Elternvertreter Michael Tagger hofft auf möglichst normalen Corona-Schulstart

©VOL.AT/Mayer, AFP
Der Schulanfang steht kurz bevor. Für Eltern gibt es immer noch offene Fragen zu Ablauf und Maßnahmen. Elternvertreter Michael Tagger gibt im VOL.AT-Gespräch Antworten.
Landesrätin Schöbi-Fink zum Schulstart

Die Sommerferien neigen sich dem Ende zu. Für Kinder und Jugendliche in Vorarlberg beginnt in Kürze das neue Schuljahr - selbstverständlich unter Einhaltung der Coronavirus-Regeln. Das neue Schuljahr dürfte eine Herausforderung werden, sowohl für Schüler als auch für Eltern und Lehrer. Elternvertreter Michael Tagger aus Rankweil würde sich einen möglichst normalen Schulstart wünschen. "Wir hoffen, dass die Ampel auf grün bleibt", erklärt das Vorstandmitglied des Landeselternverbandes. Tagger ist selbst Vater von drei Buben im Pflichtschulalter. Die Eltern seien gespannt, was sich tue, seien aber auch gut gerüstet: Der Elternverband habe sich so vorbereitet, dass er Eltern bei Unklarheiten und Problemen unterstützen könne.
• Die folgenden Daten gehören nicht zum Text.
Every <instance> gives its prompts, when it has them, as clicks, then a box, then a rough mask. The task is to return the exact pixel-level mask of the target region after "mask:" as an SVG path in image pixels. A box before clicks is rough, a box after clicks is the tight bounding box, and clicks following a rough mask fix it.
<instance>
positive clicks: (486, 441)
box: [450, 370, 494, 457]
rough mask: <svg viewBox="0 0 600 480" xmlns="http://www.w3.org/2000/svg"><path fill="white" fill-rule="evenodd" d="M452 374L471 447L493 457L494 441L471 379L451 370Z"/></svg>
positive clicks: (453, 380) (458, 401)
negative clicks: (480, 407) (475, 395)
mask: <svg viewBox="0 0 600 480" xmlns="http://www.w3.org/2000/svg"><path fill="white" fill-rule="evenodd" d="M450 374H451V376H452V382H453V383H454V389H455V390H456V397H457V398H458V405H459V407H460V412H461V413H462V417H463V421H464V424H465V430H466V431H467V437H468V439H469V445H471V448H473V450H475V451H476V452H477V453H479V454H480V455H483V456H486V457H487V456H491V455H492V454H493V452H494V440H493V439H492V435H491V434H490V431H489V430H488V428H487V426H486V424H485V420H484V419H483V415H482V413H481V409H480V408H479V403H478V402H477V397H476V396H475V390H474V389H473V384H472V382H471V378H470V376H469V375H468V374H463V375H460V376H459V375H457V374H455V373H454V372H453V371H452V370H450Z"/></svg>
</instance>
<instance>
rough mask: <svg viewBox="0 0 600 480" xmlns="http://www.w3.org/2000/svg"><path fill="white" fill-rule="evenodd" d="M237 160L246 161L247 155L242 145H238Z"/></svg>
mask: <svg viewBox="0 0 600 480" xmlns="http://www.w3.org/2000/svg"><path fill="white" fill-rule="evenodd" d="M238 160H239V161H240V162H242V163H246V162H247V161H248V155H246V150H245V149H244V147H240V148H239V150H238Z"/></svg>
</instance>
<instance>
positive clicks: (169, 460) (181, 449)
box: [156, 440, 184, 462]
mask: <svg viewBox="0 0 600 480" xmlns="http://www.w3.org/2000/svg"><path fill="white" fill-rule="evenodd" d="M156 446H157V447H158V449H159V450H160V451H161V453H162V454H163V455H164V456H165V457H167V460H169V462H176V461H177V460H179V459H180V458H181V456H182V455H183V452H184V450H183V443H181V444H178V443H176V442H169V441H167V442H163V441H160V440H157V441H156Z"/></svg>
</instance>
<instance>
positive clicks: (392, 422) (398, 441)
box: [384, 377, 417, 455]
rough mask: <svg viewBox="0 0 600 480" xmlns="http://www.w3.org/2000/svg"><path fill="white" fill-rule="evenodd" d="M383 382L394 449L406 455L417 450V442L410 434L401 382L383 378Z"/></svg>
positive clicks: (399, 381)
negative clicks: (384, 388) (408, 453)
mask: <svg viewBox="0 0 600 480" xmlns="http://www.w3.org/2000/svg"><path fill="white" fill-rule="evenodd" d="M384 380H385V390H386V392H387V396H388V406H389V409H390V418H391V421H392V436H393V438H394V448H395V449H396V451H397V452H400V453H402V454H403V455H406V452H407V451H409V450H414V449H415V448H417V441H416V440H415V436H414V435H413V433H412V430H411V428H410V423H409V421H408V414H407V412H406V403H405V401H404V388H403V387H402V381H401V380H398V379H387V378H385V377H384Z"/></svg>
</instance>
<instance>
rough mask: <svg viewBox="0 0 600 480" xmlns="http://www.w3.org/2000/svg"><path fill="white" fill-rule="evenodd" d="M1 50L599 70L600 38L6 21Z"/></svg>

Stressfrei und unaufgeregt

Es gebe "unglaublich viele" Informationen von Ministerium und Bildungsdirektion. "Da fühlt man sich schnell überfordert, das alles lesen zu müssen", gibt er zu verstehen. Es gelte, die Informationen so aufzubereiten, dass sie leicht verständlich und nachvollziehbar seien. Sie seien zwar da, würden die Eltern aber in dieser Form nicht erreichen. Eine Information vonseiten der Schulen und Lehrpersonen wäre seiner Meinung nach. Die angekündigten Maßnahmen für den Schulstart sollen so weit wie möglich stressfrei und unaufgeregt umgesetzt werden - auch im Falle einer Erhöhung des Infektionsrisikos oder bei Verdachtsfällen. "Es nützt gar nichts, wenn man die Eltern verunsichert", gibt Tagger zu verstehen. "Wenn man den Kindern sozusagen Unsicherheit oder Angst schürt, nur weil ein Mitschüler sich mit Corona infiziert hat." Der Appell der Eltern lautet daher: So schnell wie möglich eingreifen, aber auch so unaufgeregt wie möglich.
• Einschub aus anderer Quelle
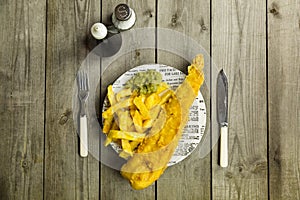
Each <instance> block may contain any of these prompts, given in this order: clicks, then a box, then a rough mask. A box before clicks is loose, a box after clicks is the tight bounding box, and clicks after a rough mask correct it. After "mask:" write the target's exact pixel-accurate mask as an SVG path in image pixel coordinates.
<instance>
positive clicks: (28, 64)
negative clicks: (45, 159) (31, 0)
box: [0, 0, 46, 199]
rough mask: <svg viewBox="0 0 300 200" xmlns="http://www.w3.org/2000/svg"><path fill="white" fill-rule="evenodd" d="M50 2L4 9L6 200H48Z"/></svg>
mask: <svg viewBox="0 0 300 200" xmlns="http://www.w3.org/2000/svg"><path fill="white" fill-rule="evenodd" d="M45 16H46V1H38V0H34V1H1V3H0V23H1V31H0V42H1V47H0V66H1V67H0V105H1V109H0V113H1V114H0V121H1V126H0V136H1V140H0V199H42V198H43V158H44V90H45V85H44V83H45V75H44V74H45V37H46V34H45V31H46V29H45V26H44V24H45Z"/></svg>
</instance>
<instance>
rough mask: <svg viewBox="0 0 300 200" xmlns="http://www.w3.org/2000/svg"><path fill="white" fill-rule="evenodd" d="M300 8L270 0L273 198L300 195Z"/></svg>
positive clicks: (270, 95) (271, 168)
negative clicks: (299, 38) (299, 172)
mask: <svg viewBox="0 0 300 200" xmlns="http://www.w3.org/2000/svg"><path fill="white" fill-rule="evenodd" d="M299 10H300V3H299V1H295V0H289V1H276V2H271V1H268V19H269V20H268V22H269V23H268V24H269V26H268V30H269V32H268V38H269V40H268V47H269V51H268V58H269V59H268V61H269V67H268V72H269V73H268V78H269V79H268V86H269V91H268V92H269V93H268V94H269V123H270V125H269V148H270V153H269V165H270V166H269V171H270V172H269V173H270V199H300V193H299V188H300V181H299V179H300V175H299V167H300V156H299V152H300V151H299V147H300V146H299V144H300V137H299V133H300V125H299V124H300V81H299V75H300V70H299V69H300V68H299V65H300V58H299V54H300V39H299V38H300V19H299Z"/></svg>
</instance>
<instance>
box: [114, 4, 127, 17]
mask: <svg viewBox="0 0 300 200" xmlns="http://www.w3.org/2000/svg"><path fill="white" fill-rule="evenodd" d="M115 16H116V18H117V19H118V20H120V21H126V20H128V19H129V18H130V16H131V10H130V8H129V6H128V5H127V4H124V3H122V4H119V5H117V6H116V8H115Z"/></svg>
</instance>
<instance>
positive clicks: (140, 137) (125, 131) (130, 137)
mask: <svg viewBox="0 0 300 200" xmlns="http://www.w3.org/2000/svg"><path fill="white" fill-rule="evenodd" d="M108 136H110V137H111V138H117V139H126V140H132V141H142V140H143V139H144V138H145V136H146V134H145V133H138V132H129V131H116V130H110V131H109V133H108Z"/></svg>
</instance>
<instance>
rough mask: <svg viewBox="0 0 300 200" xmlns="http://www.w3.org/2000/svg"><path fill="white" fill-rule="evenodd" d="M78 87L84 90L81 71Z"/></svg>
mask: <svg viewBox="0 0 300 200" xmlns="http://www.w3.org/2000/svg"><path fill="white" fill-rule="evenodd" d="M80 87H81V90H84V84H83V71H80Z"/></svg>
Lehren aus Situation ziehen

Zwar gebe es noch offene Fragen, diese seien aber je nach Schule unterschiedlich. Die große Frage sei dabei, wie die Kommunikation im Detail an die Eltern erfolge. Auch wie man mit den Informationen umgehe und diese aufbereite. Jede Schule haben eine "eigene Persönlichkeit" und benötige andere Maßnahmen. Im Falle eines erneuten Lockdowns mit Distance Learning ist Tagger eines wichtig: Die Eltern wollen und können nicht mehr so in Pflicht genommen werden, wie beim ersten Mal. Es sei für alle sehr überraschend gewesen. Daher sei es auch verständlich, dass man schnell reagieren haben müssen. "Wir haben jetzt ein halbes Jahr schon die Möglichkeit gehabt, Lehren aus der Coronasituation zu ziehen", so Tagger. Dabei gehe es nicht nur darum, wie man mit dem Virus lebe, sondern auch umgehe. Ein regelmäßiger Austausch zwischen Bildungsverantwortlichen, Lehrern und Eltern wäre wünschenswert: "Damit könnte man dann besser, effizienter und vielleicht noch unaufgeregter mit der Situation umgehen."
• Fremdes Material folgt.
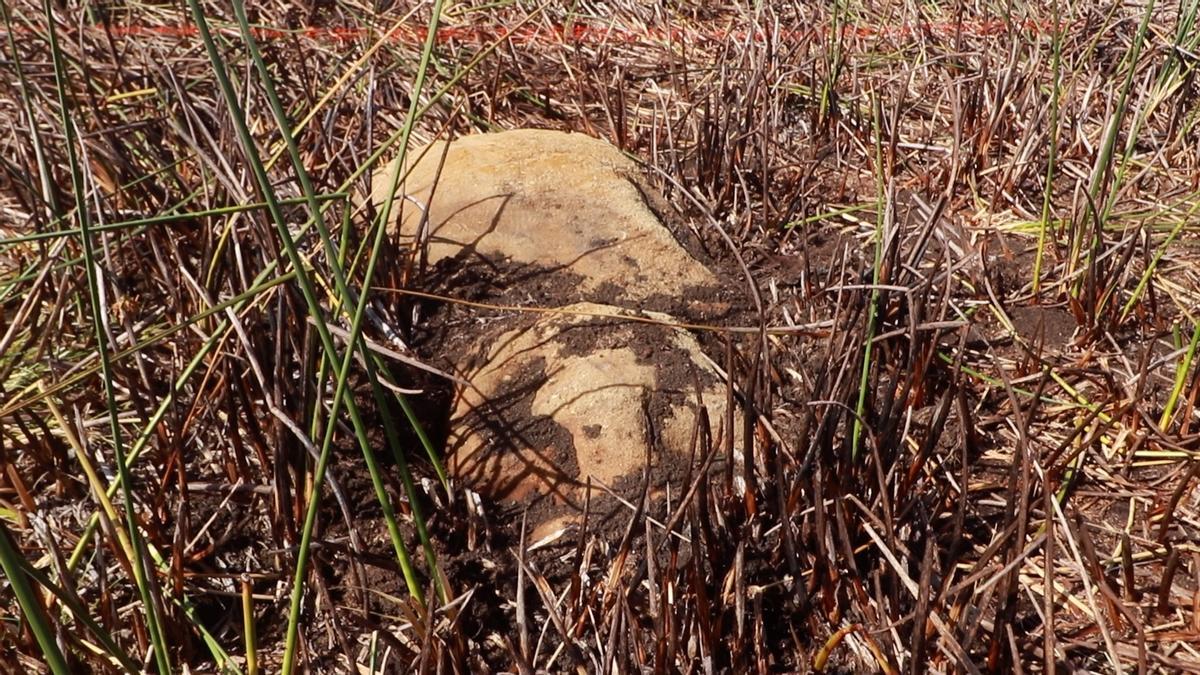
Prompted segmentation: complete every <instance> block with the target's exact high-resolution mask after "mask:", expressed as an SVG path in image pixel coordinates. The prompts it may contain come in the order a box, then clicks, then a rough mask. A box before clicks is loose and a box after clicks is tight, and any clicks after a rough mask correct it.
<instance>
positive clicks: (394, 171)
mask: <svg viewBox="0 0 1200 675" xmlns="http://www.w3.org/2000/svg"><path fill="white" fill-rule="evenodd" d="M409 157H410V161H409V162H407V163H409V165H412V163H413V162H415V166H414V167H413V169H412V172H410V173H409V174H408V177H407V179H406V180H404V181H403V183H401V186H400V187H398V190H397V192H398V195H401V196H404V197H402V198H400V199H397V201H396V202H395V205H394V207H392V209H394V214H395V213H397V211H401V213H402V215H401V216H400V217H398V232H397V223H396V220H397V219H396V216H395V215H394V216H392V222H391V223H390V227H391V232H392V233H395V234H397V235H398V238H400V239H401V241H402V243H412V241H413V238H414V237H415V235H416V234H418V232H419V231H424V232H426V233H427V237H422V241H427V243H428V249H427V251H428V261H430V262H431V263H437V262H439V261H443V259H445V258H455V257H457V258H458V262H460V263H461V264H480V265H484V267H485V269H486V270H491V271H490V274H492V275H493V276H499V275H500V271H499V270H502V269H511V268H512V267H518V268H536V269H540V270H550V271H552V273H566V274H569V275H571V277H574V279H577V280H578V285H577V287H572V292H574V293H575V295H574V298H571V299H569V300H564V301H572V300H576V299H582V300H592V301H616V303H617V304H620V305H624V306H634V305H636V306H643V304H642V301H643V300H648V299H652V298H658V299H659V300H660V301H658V303H650V304H649V305H646V306H655V307H664V306H670V304H671V303H662V301H661V299H662V298H670V299H673V300H672V301H673V303H674V304H678V305H683V304H684V303H683V299H684V298H686V297H688V295H689V292H695V291H697V289H704V288H707V289H709V291H710V289H712V288H714V287H716V279H715V277H714V275H713V274H712V273H710V271H709V270H708V269H707V268H706V267H704V265H702V264H701V263H700V262H697V261H696V258H694V257H692V256H691V255H689V253H688V251H686V250H684V247H683V246H680V245H679V243H678V241H677V240H676V238H674V237H673V235H672V233H671V231H670V229H667V227H665V226H664V225H662V222H661V221H660V220H659V217H658V216H656V215H655V214H654V211H653V210H652V209H650V208H649V207H648V204H650V203H654V198H653V197H652V192H649V191H648V186H647V185H646V183H644V181H643V180H642V178H641V175H640V172H638V168H637V166H636V165H635V163H634V162H632V161H630V160H629V159H626V157H625V156H624V155H622V154H620V151H619V150H617V149H616V148H614V147H612V145H610V144H608V143H605V142H602V141H598V139H595V138H590V137H588V136H583V135H581V133H565V132H560V131H547V130H515V131H504V132H499V133H482V135H478V136H466V137H462V138H458V139H457V141H454V142H452V143H450V144H449V148H448V147H446V143H445V142H436V143H433V144H432V145H430V147H427V148H425V149H421V150H418V151H414V153H410V154H409ZM397 167H398V165H397V163H396V162H392V163H391V165H390V166H389V167H386V168H385V169H384V171H380V172H379V173H377V174H376V177H374V180H373V185H372V199H373V202H374V203H376V204H377V205H382V204H383V203H384V201H385V199H386V198H388V195H389V189H390V186H391V181H392V179H394V177H395V174H396V171H397ZM422 209H424V211H422ZM425 213H427V215H428V219H427V222H426V221H425V220H424V219H422V215H424V214H425ZM422 223H424V225H422ZM494 281H496V282H498V283H499V282H502V281H503V280H500V279H496V280H494ZM510 282H511V281H510ZM685 309H686V307H684V306H680V307H679V310H685Z"/></svg>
Maskenpflicht außerhalb der Klasse

Schüler und Lehrer müssen ab der kommenden Woche in ganz Österreich außerhalb des Klassenzimmers im Schulgebäude eine Maske tragen - auch bei Ampelfarbe Grün. Das hat das Bildungsministerium am Freitag in einer Aussendung mitgeteilt. Im Unterricht - also in der Klasse, aber auch im Physik- oder Turnsaal - und im Schulhof gilt die Maskenpflicht nicht.